Sunday, May 07, 2006

"É isso que vocês aprendem na escola"

Quem anda nos transportes públicos sabe que se ouve todo o tipo de conversas entre os outros passageiros, desde o jantar para esse dia até ao episódio da novela do dia anterior. Principalmente, num meio pequeno como São Miguel, onde se encontram pessoas conhecidas até na outra ponta da ilha.
Quando outro dia vinha das aulas da universidade, o autocarro vinha a abarrotar até às costuras. Não fosse o facto de ser um veículo ainda novo, pareceria um autocarro do Zimbabué, ou coisa que o valha. Vinham também uns miúdos da escola que não se coibiam de se insultar em voz alta, desde os costumeiros palavrões até aos insultos mais curiosos. Um deles mandou veementemente outro ir fazer determinada coisa, que penso não ser necessário aqui citar porque todos o compreendem. Uma senhora de meia-idade começou a barafustar, a perguntar-lhe se tinha noção de onde se encontrava e atirou-lhe a retórica mais batida que se pode imaginar sobre a educação das crianças: “É isso que vocês aprendem na escola?”. Aliás, minto. O que ela disse foi “É isso que vocês aprendem na iscola?”.
Devo dizer que os putos também me estavam a irritar solenemente, não por estarem a dizer palavrões a torto e a direito, mas porque estavam a fazer uma chiadeira dos diabos. Tinha tido aulas durante o dia inteiro e a minha cabeça ameaçava explodir.
Contudo aquela senhora enervou-me mais ainda. Tal como todos os clichés esse é positivamente ridículo. Digno de quem não pensa pela sua cabeça, limitando-se a repetir uma frase que ouviu outrem citar.
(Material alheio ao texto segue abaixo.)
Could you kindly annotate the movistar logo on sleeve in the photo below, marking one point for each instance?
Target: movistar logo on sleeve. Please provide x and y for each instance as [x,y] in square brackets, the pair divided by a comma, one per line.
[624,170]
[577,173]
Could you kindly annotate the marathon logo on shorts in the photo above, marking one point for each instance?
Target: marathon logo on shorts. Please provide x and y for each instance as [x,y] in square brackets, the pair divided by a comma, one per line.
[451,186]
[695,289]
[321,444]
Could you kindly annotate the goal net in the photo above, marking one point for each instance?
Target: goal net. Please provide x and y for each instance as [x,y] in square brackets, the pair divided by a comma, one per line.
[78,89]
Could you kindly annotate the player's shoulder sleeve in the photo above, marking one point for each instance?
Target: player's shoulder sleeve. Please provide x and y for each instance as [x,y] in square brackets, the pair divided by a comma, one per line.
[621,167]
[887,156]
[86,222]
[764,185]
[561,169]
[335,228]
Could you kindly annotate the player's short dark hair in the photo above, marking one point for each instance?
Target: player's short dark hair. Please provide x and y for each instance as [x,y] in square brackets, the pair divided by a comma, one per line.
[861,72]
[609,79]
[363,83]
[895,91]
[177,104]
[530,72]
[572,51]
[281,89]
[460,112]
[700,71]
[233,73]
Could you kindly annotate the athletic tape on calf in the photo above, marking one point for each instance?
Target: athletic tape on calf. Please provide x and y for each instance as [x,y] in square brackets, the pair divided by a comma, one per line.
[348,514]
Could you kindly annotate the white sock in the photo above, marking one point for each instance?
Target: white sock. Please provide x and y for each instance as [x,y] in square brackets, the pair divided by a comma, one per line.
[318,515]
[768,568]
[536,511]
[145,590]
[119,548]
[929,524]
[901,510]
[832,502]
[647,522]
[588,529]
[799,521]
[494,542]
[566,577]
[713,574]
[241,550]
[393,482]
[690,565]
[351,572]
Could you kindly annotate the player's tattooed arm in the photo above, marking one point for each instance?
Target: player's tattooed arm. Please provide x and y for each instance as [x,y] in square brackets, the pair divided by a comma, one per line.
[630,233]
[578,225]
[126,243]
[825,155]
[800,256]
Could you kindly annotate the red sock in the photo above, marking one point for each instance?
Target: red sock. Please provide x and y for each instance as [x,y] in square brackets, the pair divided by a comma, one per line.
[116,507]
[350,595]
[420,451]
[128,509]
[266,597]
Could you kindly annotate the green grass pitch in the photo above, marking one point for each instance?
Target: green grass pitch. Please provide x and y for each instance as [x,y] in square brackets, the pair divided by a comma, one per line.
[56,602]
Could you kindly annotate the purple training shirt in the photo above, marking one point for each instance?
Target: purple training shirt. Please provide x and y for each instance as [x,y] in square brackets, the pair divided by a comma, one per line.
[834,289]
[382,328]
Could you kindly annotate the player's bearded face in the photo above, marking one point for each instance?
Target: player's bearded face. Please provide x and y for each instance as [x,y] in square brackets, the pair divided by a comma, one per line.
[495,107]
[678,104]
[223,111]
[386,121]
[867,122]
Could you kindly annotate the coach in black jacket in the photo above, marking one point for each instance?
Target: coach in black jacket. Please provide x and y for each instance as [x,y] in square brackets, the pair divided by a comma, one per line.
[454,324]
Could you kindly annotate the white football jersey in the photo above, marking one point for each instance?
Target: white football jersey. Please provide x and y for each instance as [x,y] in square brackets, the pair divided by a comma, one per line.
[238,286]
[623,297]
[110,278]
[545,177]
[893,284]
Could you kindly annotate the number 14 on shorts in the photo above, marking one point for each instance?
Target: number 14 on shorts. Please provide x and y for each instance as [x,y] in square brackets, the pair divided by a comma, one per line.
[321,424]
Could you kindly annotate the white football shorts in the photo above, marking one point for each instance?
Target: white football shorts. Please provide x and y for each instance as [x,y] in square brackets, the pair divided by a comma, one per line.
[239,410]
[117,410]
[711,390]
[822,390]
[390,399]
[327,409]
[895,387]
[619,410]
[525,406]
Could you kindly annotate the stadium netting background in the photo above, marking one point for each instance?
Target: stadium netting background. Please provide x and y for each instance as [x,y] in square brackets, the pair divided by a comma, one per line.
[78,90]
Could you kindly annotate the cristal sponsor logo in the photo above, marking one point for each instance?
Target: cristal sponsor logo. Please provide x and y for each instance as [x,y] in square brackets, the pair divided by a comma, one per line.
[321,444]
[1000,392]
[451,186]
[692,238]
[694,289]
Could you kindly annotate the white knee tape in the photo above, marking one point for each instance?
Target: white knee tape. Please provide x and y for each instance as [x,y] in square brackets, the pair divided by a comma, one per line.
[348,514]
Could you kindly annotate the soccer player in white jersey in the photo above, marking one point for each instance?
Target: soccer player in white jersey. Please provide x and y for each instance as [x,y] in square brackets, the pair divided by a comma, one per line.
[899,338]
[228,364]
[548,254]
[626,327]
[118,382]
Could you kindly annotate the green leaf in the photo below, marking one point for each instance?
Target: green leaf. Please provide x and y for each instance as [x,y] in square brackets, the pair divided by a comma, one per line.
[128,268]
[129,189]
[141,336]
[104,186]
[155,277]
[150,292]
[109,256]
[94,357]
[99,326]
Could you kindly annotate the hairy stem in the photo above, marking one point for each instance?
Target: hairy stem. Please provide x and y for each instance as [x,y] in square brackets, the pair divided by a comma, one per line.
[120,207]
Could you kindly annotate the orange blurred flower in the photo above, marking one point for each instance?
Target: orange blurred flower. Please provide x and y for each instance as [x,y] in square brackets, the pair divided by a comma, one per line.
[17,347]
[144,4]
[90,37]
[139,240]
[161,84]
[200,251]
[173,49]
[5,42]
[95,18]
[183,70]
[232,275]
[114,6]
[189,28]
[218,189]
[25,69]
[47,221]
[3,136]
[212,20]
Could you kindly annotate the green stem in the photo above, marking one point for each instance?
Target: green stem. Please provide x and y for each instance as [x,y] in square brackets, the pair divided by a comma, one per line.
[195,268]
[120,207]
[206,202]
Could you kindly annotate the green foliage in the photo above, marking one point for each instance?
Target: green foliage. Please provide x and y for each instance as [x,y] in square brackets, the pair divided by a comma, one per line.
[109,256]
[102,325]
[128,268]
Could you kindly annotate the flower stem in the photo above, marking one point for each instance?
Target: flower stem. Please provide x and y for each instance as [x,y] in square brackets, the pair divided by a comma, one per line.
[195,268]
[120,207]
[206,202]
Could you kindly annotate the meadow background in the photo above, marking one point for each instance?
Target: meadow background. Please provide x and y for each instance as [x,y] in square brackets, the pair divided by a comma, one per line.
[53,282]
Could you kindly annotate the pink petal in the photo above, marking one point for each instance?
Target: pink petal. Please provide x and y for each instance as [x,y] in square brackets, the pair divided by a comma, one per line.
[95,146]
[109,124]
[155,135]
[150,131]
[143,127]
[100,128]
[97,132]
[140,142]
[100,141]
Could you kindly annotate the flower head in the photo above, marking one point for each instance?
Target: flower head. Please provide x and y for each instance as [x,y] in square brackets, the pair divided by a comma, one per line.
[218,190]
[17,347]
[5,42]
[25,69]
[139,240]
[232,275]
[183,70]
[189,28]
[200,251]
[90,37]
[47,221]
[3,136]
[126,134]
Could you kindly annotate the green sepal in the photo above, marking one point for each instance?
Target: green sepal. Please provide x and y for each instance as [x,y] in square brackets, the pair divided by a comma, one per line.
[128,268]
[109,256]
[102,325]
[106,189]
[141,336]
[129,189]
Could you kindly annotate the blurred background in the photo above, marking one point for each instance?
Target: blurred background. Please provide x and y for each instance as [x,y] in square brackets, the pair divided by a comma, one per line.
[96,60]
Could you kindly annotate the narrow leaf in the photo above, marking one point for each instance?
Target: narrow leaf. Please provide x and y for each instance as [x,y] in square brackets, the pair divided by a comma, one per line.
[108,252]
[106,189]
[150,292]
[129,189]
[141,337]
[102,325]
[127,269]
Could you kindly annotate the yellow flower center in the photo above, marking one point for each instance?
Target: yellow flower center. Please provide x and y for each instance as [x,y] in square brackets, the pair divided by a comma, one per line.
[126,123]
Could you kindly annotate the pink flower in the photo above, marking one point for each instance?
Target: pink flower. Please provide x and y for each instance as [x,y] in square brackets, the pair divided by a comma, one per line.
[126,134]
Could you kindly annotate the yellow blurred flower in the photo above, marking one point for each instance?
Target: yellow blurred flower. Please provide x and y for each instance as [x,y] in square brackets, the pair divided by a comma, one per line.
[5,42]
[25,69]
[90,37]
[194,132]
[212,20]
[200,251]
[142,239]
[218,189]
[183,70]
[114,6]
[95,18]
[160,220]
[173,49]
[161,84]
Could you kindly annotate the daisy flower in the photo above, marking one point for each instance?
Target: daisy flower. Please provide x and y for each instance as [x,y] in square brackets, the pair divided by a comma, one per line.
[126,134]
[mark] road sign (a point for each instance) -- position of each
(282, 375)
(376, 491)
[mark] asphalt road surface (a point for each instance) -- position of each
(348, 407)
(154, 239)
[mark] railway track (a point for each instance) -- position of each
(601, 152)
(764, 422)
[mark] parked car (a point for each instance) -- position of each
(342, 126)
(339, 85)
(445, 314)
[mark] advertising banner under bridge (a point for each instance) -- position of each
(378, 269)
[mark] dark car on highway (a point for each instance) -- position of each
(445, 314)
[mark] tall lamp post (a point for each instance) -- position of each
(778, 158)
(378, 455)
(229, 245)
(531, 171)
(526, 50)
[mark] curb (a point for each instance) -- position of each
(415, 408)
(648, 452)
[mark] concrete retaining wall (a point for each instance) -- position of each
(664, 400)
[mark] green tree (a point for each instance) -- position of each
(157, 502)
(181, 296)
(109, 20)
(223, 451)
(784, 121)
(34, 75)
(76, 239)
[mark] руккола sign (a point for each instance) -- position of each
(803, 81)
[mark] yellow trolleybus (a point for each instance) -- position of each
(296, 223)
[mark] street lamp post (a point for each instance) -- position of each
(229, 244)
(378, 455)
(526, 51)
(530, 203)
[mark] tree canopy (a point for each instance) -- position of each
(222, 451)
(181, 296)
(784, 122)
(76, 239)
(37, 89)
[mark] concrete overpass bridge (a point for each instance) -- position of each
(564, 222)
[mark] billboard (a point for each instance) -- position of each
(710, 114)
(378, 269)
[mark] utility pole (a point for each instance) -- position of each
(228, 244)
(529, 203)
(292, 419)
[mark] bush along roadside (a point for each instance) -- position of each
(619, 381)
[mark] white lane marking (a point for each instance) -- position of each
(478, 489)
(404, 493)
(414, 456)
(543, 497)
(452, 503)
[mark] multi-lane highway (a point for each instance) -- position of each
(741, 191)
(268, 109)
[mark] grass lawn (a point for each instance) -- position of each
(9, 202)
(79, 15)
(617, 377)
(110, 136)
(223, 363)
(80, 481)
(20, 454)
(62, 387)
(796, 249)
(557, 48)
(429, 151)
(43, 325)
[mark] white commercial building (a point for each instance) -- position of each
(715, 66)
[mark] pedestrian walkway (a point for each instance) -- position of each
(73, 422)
Será que vale a pena rebater uma lógica tão entranhada? Talvez. Fiquei com vontade de responder à senhora que não há uma, mas diversas escolas. Uma delas é a educação que cada um recebe em casa, que apesar de não ser completa, é básica. Sou da opinião que cada um de nós depois a aperfeiçoa, consoante o seu carácter, personalidade e julgamento.
Na escola pública o que se ensina, ou pelo menos o que se tenta, é a falar melhor, a crescer culturalmente, aprender a raciocinar com lógica entre outros conteúdos programáticos.
Também eu aprendi palavrões na escola. E vários. Agora vai uma diferença entre os ter aprendido e andar a dizê-los alto e bom som.
De facto não lhe disse isso, até porque não tinha pachorra para fazê-lo e também porque é uma lógica ainda grande de explicar-lhe.
Talvez lhe devesse ter dito “No tempo de Salazar é que era bom!” mas duvido que ela percebesse o que eu realmente queria dizer com aquilo.